PLSR using normal FTIR spectra at combined wavenumber region of 3800-3000 and 1500-1000 offered R2 for a relationship between actual values of CM and FTIR predicted values of 0.9984 for calibration and 0.9931 for validation models with low errors of RMSEC of 0.0164 and RMSEP of 0.0336 during authentication of HM from CM. These results suggested that FTIR spectroscopy in combination with LDA and PLSR is an effective means for authentication of HM from GM and CM. The close relationship between actual values of CM (x-axis) and FTIR predicted values (y-axis) existed (Figure 7(b)) meaning that the PLSR method is adequate to detect and predict the level of GM and CM in HM samples. From the residual analysis, it is clearly obtained that errors occurring during PLSR modeling of GM and CM as adulterants were negligible because no systematic errors were observed [26]. The residual analysis also demonstrated that there is no outlier data observed in the model.

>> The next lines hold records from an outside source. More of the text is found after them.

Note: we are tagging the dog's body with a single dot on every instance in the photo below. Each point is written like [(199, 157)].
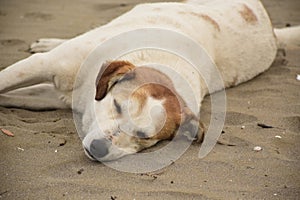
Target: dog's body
[(237, 35)]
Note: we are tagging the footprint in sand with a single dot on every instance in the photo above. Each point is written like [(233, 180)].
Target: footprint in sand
[(292, 123), (38, 16), (235, 118)]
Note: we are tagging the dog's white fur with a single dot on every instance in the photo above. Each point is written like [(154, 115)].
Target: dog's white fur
[(236, 34)]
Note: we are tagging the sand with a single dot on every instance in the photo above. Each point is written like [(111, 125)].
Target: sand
[(45, 159)]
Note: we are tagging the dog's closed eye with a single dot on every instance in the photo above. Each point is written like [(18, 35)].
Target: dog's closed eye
[(118, 107), (142, 135)]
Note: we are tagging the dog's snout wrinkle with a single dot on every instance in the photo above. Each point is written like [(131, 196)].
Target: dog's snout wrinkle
[(99, 148)]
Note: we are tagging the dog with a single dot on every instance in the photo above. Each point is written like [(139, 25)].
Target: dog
[(135, 104)]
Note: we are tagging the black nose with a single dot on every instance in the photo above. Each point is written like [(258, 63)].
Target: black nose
[(99, 148)]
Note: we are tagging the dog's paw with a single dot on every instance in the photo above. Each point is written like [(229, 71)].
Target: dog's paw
[(45, 44)]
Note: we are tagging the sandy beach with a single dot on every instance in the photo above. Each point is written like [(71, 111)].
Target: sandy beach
[(45, 160)]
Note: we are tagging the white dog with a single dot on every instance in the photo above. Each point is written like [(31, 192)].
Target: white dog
[(236, 34)]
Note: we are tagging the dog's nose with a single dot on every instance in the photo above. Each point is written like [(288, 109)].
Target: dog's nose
[(99, 148)]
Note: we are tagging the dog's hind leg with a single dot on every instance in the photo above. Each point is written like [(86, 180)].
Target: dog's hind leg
[(45, 45), (38, 97), (30, 71)]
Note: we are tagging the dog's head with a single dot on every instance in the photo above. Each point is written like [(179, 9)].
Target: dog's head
[(135, 108)]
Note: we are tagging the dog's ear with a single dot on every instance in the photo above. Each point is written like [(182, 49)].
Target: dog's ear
[(111, 73), (191, 126)]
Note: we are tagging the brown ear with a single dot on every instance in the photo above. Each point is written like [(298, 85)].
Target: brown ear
[(192, 127), (110, 73)]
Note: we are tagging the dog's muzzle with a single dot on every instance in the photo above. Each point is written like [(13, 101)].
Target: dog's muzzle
[(98, 149)]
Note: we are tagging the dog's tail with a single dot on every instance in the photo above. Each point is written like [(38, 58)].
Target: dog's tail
[(289, 36)]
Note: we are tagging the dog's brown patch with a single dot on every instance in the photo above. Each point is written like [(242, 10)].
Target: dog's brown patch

Infrared spectroscopy predicted the fatty acid profile along with other milk components according to the vibration of functional groups [21]. Discriminating technique coupled with spectroscopy method could monitor for preselection of milk suppliers from adulteration. Moreover, FTIR spectra using the optimized condition could also provide accurate and precise results for the prediction of GM and CM as adulterants in HM. From the above results, it suggested that FTIR spectroscopy combined with chemometrics could be used as a fast analytical technique for authentication of horse milk from its adulterants (GM and CM). It offers simplicity in sample preparation because it can be used for direct authentication of fresh milk samples and green analytical technique due to less solvent requirement and provides high reproducibility. Additionally, this method is also less expensive than the gas chromatography (GC) technique as the common method for milk authentication through fatty acid analysis. Despite its advantages, this method also has drawbacks such as the developed model is only suitable for the same type of samples. It means that for different samples with different matrices, a new calibration model is required to be developed. In any case, the FA profiling using GC-FID is more validated than FTIR spectra to investigate different geographic origins [27]. According to the advantages and disadvantages of the developed method, this method could be used as a promising method for milk authentication because the advantages outweigh the disadvantages.

4. Conclusion

FTIR spectra in combination with chemometrics of linear discriminant analysis (LDA) were successfully applied for the classification between authentic horse milk (HM) and HM adulterated (GM and CM) without any misclassification observed. In addition, PLSR could provide the quantitative analysis of adulterants (GM and CM) reliably. The developed method is a fast and green analytical technique because it avoids the use of chemicals and solvents.